IMU Data Processing System

This project implements a publisher-subscriber system for IMU (Inertial Measurement Unit) data using Unix domain sockets. It includes AHRS (Attitude and Heading Reference System) algorithms for orientation estimation.

Overview

The system consists of two main components:

1. Publisher: Generates IMU data (either random or from a file) and publishes it to subscribers.
2. Subscriber: Receives IMU data from the publisher, processes it with AHRS algorithms, and displays the results.

Features

• Unix domain socket communication between publisher and subscriber
• Multiple subscriber support
• Configurable data generation frequency
• Timeout handling for detecting disconnected publishers
• AHRS algorithms for orientation estimation
• Clean object-oriented design with factory pattern for AHRS creation
• Real-time execution support (experimental)

Architecture

The system is built with a modular, object-oriented design following these key principles:

• Separation of Concerns: Each component has a specific responsibility
• Dependency Injection: Components depend on abstractions, not concrete implementations
• Interface-Based Design: Abstractions define contracts that implementations must fulfill

Communication

The system uses Unix domain datagram sockets for communication. The publisher creates a socket and listens for registration messages from subscribers. Once a subscriber registers, the publisher sends IMU data to all registered subscribers.

Key Components

1. IMUSocketHandler: Base class providing common socket functionality
2. IMUPublisher: Publishes IMU data to registered subscribers
3. IMUSubscriber: Receives IMU data from the publisher
4. IMUDataProvider: Interface for obtaining IMU data
5. RandomIMUDataProvider: Implementation that generates random IMU data
6. AHRS: Abstract base class for orientation estimation algorithms
7. AHRSFactory: Factory for creating AHRS instances based on user selection

Building

mkdir build
cd build
cmake ..
make

Usage

Publisher

./publisher --socket-path /tmp/imu_socket --frequency-hz 100 --log-level INFO [--real-time] [--priority 80] [--policy FIFO]

Options:

• --socket-path: Path to the Unix domain socket
• --frequency-hz: Data generation frequency in Hz
• --log-level: Logging level (TRACE, DEBUG, INFO, WARN, ERROR)
• --real-time: Enable real-time thread configuration
• --priority: Thread priority (1-99, only with --real-time)
• --policy: Scheduling policy (FIFO or RR, only with --real-time)

Subscriber

./subscriber --socket-path /tmp/imu_socket --log-level INFO --timeout-ms 5000 --ahrs-type madgwick [--real-time] [--priority 75] [--policy FIFO]

Options:

• --socket-path: Path to the Unix domain socket (must match publisher)
• --log-level: Logging level (TRACE, DEBUG, INFO, WARN, ERROR)
• --timeout-ms: Timeout in milliseconds for detecting disconnected publisher
• --ahrs-type: AHRS algorithm to use (none, madgwick, simple)
• --real-time: Enable real-time thread configuration
• --priority: Thread priority (1-99, only with --real-time)
• --policy: Scheduling policy (FIFO or RR, only with --real-time)

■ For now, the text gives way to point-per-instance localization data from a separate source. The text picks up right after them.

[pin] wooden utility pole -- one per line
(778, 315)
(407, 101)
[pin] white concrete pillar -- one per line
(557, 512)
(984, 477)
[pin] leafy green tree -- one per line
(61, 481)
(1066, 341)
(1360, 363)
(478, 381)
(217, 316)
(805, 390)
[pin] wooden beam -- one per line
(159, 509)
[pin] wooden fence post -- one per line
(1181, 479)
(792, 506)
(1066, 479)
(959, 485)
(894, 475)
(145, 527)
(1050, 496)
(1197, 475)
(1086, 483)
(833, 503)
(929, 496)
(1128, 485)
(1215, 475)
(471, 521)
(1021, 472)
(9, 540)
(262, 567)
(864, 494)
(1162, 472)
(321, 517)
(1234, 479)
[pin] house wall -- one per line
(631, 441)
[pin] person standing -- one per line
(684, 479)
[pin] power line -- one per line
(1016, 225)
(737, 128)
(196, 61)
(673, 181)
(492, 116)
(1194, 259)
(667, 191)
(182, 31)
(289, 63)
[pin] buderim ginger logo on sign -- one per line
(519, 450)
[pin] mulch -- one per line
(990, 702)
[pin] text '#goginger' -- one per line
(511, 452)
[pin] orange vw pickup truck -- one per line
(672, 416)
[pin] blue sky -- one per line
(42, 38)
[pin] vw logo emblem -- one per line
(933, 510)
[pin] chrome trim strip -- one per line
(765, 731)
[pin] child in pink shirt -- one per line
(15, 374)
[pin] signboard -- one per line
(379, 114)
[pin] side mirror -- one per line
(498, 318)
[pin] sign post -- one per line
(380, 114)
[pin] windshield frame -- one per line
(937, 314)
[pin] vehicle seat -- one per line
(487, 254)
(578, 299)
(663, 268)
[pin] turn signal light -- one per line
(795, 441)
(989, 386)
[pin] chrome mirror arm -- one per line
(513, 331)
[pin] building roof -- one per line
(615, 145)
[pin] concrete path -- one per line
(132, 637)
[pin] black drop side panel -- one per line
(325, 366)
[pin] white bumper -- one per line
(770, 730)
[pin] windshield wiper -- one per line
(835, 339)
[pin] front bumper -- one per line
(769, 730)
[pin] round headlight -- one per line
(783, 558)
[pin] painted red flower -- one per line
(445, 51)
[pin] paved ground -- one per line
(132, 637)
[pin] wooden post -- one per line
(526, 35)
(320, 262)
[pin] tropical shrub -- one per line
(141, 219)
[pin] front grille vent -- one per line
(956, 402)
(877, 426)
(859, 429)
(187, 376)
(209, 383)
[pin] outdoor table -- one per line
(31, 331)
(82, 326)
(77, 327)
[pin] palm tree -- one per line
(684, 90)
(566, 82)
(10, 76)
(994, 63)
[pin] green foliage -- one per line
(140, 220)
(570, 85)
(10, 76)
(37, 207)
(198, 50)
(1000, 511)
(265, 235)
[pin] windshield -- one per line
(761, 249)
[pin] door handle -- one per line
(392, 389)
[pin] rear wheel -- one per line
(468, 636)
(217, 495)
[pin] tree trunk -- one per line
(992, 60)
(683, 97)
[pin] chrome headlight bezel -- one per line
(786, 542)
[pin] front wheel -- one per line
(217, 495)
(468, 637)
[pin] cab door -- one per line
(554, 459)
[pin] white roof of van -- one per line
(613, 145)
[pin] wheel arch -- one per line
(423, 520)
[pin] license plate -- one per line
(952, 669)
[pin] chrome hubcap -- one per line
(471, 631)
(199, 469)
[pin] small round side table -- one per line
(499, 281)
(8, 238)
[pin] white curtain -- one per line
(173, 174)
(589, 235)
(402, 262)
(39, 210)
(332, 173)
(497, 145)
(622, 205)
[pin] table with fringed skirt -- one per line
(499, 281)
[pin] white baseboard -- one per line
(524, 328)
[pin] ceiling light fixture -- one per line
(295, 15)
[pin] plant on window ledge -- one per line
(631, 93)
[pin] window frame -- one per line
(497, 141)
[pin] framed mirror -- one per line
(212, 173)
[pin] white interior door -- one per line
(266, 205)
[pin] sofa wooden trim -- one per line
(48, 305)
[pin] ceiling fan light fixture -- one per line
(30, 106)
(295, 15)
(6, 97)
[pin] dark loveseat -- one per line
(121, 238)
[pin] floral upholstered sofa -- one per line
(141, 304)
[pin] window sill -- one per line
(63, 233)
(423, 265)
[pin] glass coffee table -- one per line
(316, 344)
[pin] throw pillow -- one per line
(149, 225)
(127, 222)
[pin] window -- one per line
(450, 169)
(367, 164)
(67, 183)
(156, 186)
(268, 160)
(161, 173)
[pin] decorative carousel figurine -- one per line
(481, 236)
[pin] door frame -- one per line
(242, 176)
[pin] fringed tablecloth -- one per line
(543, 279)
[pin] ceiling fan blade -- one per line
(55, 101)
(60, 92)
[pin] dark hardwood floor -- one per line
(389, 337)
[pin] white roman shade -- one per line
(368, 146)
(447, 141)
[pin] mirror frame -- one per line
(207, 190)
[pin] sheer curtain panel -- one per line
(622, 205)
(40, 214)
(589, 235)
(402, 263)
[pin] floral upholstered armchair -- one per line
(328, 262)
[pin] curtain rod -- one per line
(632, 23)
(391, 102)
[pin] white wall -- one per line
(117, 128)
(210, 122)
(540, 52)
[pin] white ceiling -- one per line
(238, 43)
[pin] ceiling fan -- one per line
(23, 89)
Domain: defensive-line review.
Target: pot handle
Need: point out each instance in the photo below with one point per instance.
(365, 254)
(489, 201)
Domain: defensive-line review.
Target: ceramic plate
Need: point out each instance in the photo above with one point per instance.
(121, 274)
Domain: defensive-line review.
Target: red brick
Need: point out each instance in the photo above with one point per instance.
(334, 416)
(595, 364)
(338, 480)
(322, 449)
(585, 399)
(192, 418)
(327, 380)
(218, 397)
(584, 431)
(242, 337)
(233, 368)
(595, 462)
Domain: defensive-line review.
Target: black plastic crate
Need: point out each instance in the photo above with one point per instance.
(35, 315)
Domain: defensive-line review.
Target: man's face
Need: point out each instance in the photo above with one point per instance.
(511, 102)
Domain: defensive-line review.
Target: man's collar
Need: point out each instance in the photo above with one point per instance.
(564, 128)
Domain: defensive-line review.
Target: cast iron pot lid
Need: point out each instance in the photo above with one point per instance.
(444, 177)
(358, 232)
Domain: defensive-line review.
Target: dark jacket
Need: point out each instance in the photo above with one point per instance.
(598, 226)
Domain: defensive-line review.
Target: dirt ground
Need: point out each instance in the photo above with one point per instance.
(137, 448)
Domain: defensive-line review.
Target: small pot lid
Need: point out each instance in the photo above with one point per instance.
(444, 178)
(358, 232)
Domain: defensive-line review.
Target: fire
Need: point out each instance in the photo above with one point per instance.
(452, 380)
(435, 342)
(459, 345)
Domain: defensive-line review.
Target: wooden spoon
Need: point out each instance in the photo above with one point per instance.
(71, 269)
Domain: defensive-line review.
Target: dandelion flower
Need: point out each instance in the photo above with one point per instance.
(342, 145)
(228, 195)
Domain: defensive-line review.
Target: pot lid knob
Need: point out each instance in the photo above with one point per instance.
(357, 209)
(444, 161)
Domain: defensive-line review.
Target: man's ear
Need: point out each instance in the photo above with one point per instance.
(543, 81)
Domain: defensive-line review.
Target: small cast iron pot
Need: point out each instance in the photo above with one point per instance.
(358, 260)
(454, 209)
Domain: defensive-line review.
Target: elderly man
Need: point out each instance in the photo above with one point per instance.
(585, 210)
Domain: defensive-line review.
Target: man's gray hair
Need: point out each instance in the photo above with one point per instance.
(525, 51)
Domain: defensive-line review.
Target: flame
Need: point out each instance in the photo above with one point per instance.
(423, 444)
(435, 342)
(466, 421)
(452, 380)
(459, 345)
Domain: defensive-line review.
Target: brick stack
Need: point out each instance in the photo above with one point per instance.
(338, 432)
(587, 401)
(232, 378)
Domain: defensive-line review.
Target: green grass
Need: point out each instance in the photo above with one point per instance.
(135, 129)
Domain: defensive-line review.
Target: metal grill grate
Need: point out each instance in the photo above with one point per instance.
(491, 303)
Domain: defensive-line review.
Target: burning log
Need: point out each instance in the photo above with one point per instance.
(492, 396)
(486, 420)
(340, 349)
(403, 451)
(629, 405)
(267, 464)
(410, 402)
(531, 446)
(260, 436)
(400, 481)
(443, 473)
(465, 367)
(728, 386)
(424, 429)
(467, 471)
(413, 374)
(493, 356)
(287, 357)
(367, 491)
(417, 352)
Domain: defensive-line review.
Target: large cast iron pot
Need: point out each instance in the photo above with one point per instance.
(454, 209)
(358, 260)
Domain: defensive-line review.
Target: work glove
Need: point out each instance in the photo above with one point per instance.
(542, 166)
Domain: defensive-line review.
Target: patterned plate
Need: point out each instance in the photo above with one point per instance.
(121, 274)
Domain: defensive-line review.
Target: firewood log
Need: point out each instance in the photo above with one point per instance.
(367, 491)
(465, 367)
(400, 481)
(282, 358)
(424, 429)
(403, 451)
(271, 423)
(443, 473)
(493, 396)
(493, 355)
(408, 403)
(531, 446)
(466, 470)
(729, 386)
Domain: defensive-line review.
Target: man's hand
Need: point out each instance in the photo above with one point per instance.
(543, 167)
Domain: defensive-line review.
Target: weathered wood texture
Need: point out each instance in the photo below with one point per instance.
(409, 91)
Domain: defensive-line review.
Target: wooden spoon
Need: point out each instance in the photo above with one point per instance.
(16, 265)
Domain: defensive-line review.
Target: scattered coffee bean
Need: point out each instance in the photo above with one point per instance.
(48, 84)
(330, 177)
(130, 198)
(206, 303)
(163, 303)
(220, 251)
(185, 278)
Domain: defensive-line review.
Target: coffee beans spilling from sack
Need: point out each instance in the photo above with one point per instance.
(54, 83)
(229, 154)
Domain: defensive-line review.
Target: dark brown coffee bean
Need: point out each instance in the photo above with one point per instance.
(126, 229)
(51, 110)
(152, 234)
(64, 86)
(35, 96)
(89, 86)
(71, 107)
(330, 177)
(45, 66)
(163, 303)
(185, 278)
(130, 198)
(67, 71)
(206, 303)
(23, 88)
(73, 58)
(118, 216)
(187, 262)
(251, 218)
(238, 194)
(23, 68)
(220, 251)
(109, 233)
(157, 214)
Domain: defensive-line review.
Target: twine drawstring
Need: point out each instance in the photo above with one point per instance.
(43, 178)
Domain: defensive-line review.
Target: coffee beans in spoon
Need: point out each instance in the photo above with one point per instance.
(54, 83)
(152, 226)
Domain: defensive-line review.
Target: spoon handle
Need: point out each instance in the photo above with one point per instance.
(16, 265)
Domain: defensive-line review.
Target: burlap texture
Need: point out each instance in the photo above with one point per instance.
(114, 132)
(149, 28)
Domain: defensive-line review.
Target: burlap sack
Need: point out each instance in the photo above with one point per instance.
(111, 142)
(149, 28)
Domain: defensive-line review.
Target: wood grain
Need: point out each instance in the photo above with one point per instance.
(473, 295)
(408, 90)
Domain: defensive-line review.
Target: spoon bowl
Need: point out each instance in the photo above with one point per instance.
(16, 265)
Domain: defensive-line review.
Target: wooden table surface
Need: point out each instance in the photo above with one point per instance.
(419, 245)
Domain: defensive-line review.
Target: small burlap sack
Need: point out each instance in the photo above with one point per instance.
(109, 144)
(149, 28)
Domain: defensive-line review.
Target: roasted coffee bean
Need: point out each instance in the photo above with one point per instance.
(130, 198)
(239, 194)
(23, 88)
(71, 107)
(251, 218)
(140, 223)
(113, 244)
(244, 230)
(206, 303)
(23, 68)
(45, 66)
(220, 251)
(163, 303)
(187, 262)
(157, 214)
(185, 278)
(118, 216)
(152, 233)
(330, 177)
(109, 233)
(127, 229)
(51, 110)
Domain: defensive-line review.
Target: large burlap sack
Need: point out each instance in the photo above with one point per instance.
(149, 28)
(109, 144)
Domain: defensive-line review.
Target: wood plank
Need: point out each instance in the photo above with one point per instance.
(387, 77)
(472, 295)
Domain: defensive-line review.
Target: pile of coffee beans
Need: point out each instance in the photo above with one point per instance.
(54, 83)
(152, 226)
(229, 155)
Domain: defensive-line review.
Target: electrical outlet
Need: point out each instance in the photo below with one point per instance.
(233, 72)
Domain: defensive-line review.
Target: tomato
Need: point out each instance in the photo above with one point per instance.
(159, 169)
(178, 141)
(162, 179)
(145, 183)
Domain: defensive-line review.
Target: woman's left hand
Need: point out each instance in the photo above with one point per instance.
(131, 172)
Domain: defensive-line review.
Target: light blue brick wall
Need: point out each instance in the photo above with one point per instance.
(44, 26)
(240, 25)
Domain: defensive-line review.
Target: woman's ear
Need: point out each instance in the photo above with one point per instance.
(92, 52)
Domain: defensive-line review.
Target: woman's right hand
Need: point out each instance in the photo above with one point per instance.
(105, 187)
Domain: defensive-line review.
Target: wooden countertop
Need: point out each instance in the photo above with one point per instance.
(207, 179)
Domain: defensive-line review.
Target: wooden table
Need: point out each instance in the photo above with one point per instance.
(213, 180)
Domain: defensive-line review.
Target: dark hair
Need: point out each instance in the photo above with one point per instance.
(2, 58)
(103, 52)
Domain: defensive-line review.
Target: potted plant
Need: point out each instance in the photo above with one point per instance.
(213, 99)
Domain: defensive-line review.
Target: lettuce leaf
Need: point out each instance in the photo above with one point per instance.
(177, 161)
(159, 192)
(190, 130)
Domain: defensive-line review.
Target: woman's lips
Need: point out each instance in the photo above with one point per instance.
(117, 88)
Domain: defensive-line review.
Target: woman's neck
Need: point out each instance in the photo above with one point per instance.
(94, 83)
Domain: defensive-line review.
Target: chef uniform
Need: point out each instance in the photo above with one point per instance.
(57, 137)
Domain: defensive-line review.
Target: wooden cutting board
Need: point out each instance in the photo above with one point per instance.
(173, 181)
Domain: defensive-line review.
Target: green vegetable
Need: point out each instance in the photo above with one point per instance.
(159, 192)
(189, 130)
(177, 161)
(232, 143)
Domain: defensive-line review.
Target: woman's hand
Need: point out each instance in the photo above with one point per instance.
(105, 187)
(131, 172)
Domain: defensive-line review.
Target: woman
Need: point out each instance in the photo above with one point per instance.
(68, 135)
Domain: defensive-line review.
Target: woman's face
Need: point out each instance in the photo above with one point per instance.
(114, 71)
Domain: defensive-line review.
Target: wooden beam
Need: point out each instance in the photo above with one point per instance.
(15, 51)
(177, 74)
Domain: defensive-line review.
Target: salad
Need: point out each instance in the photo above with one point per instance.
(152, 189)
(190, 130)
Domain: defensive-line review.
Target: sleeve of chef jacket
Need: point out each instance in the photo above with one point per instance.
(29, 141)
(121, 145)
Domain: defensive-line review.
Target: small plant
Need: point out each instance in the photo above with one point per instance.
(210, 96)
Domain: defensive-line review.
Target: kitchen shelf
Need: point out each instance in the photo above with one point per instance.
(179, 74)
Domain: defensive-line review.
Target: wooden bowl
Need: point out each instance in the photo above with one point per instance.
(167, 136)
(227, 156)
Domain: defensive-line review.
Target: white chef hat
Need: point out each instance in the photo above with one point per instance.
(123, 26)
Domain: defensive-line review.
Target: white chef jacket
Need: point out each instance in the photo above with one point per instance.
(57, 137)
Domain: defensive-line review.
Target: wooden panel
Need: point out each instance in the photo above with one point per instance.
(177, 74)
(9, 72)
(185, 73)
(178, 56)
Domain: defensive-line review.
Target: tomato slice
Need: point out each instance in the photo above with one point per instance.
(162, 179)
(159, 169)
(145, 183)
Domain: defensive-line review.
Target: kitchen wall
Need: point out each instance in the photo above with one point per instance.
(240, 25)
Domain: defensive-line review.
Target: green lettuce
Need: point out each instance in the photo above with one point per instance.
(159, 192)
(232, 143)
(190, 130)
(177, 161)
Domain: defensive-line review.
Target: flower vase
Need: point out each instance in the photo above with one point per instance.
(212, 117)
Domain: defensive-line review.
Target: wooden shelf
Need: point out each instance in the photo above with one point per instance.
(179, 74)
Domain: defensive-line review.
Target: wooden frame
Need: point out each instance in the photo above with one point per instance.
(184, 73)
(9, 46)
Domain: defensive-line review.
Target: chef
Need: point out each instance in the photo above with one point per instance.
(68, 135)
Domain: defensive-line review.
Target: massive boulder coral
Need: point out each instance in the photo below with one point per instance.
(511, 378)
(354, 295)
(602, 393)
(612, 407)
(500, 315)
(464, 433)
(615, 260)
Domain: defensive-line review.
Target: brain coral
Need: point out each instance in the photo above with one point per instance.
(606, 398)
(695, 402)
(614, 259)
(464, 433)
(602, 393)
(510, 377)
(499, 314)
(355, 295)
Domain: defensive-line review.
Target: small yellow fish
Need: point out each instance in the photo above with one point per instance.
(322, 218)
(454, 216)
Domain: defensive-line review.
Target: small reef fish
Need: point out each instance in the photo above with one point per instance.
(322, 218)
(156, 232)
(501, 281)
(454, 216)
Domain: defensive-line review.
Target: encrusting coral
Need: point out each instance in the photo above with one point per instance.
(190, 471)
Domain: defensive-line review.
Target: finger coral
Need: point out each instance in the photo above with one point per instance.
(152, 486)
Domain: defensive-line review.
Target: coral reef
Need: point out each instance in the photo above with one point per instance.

Real-Time Execution Support (Experimental)

⚠️ IMPORTANT: The real-time features have not been tested in a real-time environment. Use at your own risk.

The system includes experimental support for real-time execution with the following features:

• Real-time thread scheduling (SCHED_FIFO or SCHED_RR)
• Configurable thread priorities (1-99)
• Memory locking to prevent paging
• Priority inheritance for mutexes
• Separate priority levels for publisher and subscriber

Real-Time Requirements

To use real-time features:

1. System Requirements:

   • Real-time kernel (PREEMPT_RT patch or similar)
   • Appropriate user permissions for real-time scheduling

2. System Configuration:

   # Add to /etc/security/limits.conf:
   your_username    hard    rtprio    99
   your_username    soft    rtprio    99

3. Recommended Practices:

   • Disable CPU frequency scaling
   • Disable power management features
   • Consider CPU isolation using kernel boot parameters
   • Configure network interfaces with appropriate priorities

Real-Time Usage Example

# Publisher with real-time enabled
sudo ./publisher --socket-path /tmp/imu_socket --frequency-hz 100 --real-time --priority 80 --policy FIFO

# Subscriber with real-time enabled
sudo ./subscriber --socket-path /tmp/imu_socket --timeout-ms 5000 --ahrs-type madgwick --real-time --priority 75 --policy FIFO

Design Patterns

The project uses several design patterns:

1. Factory Pattern: The AHRSFactory creates appropriate AHRS instances based on user selection.
2. Strategy Pattern: Different AHRS algorithms implement the same interface, allowing them to be used interchangeably.
3. Observer Pattern: The publisher-subscriber model follows the observer pattern.
4. Template Method Pattern: Base classes define the skeleton of operations, with specific steps implemented by derived classes.

Modern C++ Features

The project demonstrates several modern C++17 features:

1. std::optional and std::variant: Demonstrated as an alternative to inheritance-based polymorphism in the VariantAHRS class.

Thread Safety

• The publisher uses mutex protection for the subscriber list
• The subscriber implements timeout detection for publisher failures
• Both components handle graceful termination with proper resource cleanup

Resource Management

• Automatic cleanup of socket resources in destructors
• Detection and removal of disconnected subscribers
• Proper signal handling for graceful shutdown

Dependencies

• C++17 compatible compiler
• CMake 3.10 or higher
• spdlog for logging
• pthread for threading